Shaw’s 5th Amendment claims assert that the conditions of confinement to which she was subjected violate her due process rights by placing her in danger of harm. “Specifically,” noted Judge Huvelle, “she objects to the USMS’s decision to hold her in a bullpen with male detainees, have her urinate in a cup in front of male detainees, transport her while chained to male detainees, and have her searched by male USMS employees and the MPD’s decision to hold her in a single cell in the male area of the Central Cellblock.” Judge Huvelle’s analysis here was similar to that in the 4th Amendment claims: the issue was whether treating a female detainee in this way posed a “substantial risk of harm.” Again, Judge Huvelle rejected the argument that the lack of appellate cases concerning due process claims by transgender detainees was sufficient to protect the defendants from liability based on qualified immunity.
“Defendants’ arguments against miss the significance of the fact that plaintiff is legally a female and that defendants are alleged to have known that. Thus, the absence of transgender cases is not itself dispositive. . . Rather, as with the Fourth Amendment claim, plaintiff’s ‘clearly established’ rights include the same rights as any other female detainee,” and the cases involving treatment of female detainees are not “irrelevant,” as the defendants had argued. Once again, Judge Huvelle noted that District and federal rules and guidelines for treatment female detainees were allegedly routinely violated in dealing with Shaw. Although such rules and guidelines do not set a standard of constitutional violations, she conceded, they certainly are relevant to the question whether the defendants should enjoy immunity because they would not know that their conduct was improper.

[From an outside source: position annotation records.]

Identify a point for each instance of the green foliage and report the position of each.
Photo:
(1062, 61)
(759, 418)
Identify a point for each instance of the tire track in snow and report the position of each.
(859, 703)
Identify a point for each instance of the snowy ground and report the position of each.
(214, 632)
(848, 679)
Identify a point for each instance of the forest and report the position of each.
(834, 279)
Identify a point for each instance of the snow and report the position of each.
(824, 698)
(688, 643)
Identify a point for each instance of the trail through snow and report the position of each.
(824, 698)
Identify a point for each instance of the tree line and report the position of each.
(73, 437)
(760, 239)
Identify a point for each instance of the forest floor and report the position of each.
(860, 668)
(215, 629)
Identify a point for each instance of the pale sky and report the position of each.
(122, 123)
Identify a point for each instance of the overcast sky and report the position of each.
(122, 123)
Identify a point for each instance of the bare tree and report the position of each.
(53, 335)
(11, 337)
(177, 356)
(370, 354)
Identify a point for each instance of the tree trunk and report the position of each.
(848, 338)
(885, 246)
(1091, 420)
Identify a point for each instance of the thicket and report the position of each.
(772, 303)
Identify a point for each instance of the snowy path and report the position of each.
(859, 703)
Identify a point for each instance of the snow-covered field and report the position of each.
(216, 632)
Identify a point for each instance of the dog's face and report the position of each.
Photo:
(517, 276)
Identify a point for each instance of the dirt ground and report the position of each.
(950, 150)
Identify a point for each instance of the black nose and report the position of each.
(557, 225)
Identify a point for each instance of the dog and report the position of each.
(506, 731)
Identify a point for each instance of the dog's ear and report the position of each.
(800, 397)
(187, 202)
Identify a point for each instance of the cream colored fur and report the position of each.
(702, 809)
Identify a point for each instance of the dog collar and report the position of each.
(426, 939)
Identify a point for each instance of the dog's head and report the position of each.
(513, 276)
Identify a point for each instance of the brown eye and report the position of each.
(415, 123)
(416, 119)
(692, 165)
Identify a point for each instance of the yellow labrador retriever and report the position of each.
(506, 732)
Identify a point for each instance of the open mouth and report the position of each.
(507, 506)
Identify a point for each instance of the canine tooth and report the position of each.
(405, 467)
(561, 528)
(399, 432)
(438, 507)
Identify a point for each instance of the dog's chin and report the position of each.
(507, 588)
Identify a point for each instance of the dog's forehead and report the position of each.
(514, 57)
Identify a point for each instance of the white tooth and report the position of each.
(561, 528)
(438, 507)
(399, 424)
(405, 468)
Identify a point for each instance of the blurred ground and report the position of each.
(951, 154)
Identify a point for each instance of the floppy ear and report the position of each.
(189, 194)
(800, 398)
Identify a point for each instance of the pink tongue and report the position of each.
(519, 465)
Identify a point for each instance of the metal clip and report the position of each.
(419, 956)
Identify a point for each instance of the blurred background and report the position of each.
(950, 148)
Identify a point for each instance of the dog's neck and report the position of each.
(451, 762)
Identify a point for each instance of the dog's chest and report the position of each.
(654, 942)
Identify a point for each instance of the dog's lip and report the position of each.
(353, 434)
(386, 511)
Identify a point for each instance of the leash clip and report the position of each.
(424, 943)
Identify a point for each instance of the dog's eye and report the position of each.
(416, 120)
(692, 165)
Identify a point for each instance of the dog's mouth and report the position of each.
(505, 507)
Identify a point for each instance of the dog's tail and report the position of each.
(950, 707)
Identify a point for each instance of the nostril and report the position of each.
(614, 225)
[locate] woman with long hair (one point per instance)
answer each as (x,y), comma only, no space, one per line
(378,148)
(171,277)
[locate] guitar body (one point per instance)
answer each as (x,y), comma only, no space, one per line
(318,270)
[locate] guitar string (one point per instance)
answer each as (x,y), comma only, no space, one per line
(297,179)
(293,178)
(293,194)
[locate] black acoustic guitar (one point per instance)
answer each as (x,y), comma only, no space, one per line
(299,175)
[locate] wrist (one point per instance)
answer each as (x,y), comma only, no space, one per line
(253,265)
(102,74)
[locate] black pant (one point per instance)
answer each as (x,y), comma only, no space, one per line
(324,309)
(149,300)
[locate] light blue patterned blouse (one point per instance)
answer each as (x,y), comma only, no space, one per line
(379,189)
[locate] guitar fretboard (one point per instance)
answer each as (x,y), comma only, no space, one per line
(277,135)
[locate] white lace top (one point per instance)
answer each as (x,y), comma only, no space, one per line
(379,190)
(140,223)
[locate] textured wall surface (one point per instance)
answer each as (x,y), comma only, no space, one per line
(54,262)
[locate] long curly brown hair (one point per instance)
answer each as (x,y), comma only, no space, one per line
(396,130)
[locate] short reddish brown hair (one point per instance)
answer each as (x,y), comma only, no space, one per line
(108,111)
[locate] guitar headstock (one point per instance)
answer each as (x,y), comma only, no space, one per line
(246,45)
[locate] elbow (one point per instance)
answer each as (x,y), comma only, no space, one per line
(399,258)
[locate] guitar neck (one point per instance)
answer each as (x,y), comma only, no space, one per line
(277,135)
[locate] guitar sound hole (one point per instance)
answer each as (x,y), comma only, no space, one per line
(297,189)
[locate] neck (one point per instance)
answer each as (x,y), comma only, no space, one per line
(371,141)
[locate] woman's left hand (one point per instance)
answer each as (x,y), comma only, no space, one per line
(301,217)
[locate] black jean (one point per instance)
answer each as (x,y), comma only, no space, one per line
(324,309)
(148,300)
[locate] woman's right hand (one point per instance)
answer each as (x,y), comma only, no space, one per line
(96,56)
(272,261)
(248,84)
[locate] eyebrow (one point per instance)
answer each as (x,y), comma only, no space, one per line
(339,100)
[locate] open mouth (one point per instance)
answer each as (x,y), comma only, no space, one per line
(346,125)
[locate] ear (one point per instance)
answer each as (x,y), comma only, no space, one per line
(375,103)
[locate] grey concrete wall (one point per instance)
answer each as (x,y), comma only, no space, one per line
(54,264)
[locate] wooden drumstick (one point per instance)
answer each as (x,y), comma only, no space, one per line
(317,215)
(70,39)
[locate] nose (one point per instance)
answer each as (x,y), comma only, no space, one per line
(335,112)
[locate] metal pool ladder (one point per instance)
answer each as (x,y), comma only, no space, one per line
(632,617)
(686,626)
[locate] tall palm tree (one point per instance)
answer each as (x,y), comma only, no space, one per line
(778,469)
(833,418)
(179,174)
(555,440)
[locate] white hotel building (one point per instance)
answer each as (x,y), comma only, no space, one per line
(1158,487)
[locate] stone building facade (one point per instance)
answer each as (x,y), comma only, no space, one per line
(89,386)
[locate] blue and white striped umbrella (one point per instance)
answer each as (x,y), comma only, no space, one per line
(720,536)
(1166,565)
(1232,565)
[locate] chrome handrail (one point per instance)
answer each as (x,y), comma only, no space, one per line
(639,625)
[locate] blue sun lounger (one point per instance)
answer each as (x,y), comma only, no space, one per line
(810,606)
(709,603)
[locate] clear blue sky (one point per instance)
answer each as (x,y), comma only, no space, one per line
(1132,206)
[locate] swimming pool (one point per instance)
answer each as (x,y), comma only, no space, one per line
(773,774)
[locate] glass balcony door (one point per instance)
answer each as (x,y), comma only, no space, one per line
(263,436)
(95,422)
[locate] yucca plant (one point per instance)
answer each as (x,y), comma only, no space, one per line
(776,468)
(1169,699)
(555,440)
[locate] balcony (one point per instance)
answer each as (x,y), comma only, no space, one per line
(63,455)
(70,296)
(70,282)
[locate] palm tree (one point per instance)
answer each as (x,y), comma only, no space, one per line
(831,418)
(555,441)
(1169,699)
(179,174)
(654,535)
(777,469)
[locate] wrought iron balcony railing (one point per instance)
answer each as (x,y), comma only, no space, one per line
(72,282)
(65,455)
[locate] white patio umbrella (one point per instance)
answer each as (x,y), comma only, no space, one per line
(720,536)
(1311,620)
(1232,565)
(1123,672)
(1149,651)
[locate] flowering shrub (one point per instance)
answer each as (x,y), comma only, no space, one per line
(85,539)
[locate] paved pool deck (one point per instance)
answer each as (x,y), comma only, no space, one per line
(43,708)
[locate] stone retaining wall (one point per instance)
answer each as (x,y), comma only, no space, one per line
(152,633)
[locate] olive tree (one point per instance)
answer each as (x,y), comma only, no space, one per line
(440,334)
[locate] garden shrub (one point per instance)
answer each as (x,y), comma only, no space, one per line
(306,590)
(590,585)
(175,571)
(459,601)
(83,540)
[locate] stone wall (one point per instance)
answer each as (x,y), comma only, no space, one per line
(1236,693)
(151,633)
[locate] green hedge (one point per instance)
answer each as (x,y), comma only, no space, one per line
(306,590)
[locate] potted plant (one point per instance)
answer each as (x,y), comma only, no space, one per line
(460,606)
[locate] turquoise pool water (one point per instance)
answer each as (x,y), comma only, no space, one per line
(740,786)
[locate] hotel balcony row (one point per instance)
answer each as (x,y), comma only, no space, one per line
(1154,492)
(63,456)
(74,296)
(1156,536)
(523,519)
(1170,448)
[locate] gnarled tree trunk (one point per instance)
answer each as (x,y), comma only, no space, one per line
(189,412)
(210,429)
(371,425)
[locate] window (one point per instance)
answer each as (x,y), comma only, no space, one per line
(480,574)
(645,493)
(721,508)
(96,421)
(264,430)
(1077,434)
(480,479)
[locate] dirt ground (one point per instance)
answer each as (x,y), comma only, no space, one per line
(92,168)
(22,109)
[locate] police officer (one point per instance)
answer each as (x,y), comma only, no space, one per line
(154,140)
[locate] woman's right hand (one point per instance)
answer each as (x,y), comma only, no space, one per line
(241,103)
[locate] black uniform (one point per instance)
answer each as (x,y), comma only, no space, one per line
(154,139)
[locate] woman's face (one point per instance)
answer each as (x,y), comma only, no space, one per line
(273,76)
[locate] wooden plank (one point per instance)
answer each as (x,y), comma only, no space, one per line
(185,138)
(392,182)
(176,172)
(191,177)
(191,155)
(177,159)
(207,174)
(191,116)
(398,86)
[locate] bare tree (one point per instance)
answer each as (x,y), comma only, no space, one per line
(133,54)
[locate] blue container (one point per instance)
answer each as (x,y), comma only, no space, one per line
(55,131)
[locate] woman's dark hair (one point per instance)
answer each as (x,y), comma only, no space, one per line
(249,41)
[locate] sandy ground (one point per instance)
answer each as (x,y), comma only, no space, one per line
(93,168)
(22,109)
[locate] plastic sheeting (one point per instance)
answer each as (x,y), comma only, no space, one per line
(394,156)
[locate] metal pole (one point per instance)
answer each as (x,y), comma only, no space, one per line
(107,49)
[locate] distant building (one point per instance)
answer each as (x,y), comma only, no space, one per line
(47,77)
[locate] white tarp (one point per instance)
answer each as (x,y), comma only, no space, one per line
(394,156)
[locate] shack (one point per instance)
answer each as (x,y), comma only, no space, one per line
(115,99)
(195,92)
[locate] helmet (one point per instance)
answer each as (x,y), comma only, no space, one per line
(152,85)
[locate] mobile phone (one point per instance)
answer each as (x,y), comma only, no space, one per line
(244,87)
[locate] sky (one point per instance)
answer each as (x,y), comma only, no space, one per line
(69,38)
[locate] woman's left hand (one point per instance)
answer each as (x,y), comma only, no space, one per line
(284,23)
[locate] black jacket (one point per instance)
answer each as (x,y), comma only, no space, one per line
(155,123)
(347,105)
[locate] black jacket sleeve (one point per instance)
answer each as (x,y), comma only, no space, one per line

The court considered various other subsidiary issues and determined that certain claims against certain defendants should be dismissed, however in the end substantial federal constitutional claims remain against several District and federal officers, as well as the District of Columbia as a municipal defendant. Shaw is represented by Jeffrey Louis Light, a D.C. solo practitioner. The defendants are represented by attorneys from the U.S. Attorney for D.C. and the Justice Department. In light of this ruling on dismissal motions, a settlement of Shaw’s claims would seem advisable, although, of course, if the case continues, Shaw will need to provide proof her factual allegations in order to win relief from the court.